Symphony Environmental PLC’s (LON:SYM) deputy chairman Michael Stephen has said there is a flaw in the UK government’s plans to tackle the growing problem of plastic waste.
Prime Minister Theresa May this week unveiled a plan to eliminate all avoidable plastic waste by 2042, but environmental groups said this deadline is far too distant and proposals too vague.
The PM said it would encourage supermarkets to introduce "plastic-free" aisles, look at taxes on takeaway containers and extend the 5p carrier bag charge as part of a 25–year plan to improve the UK environment.

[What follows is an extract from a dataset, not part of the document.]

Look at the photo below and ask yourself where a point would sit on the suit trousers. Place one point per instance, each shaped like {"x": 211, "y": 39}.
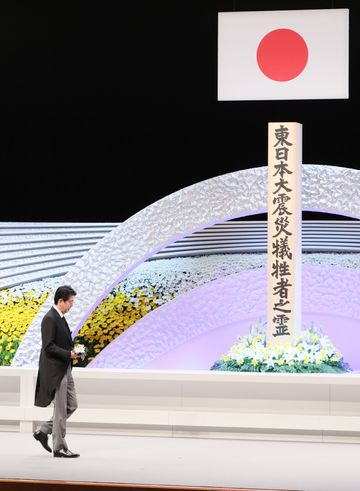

“We must reduce the demand for plastic, reduce the number of plastics in circulation and improve our recycling rates,” said May.
Stephen, though, said the flaw with recycling plastic is that once it has escaped into the open environment, and especially into the oceans, it cannot be collected for recycling.
“For this reason, we should stop using old-fashioned plastic,” he told Sky News.
His comments echoed a blog post he published on Symphony's site in December.
Symphony has developed a technology to upgrade plastic so that it biodegrades at the end of its useful life.
The molecular structure is dismantled so that it is no longer a plastic.
Ordinary plastic can be upgraded with the technology at little or no extra cost using existing machinery, he added.
Middle East countries such as Saudi Arabia and the UAE have already legislated to require the use of upgraded plastic, and Symphony believes the UK and EU should do the same.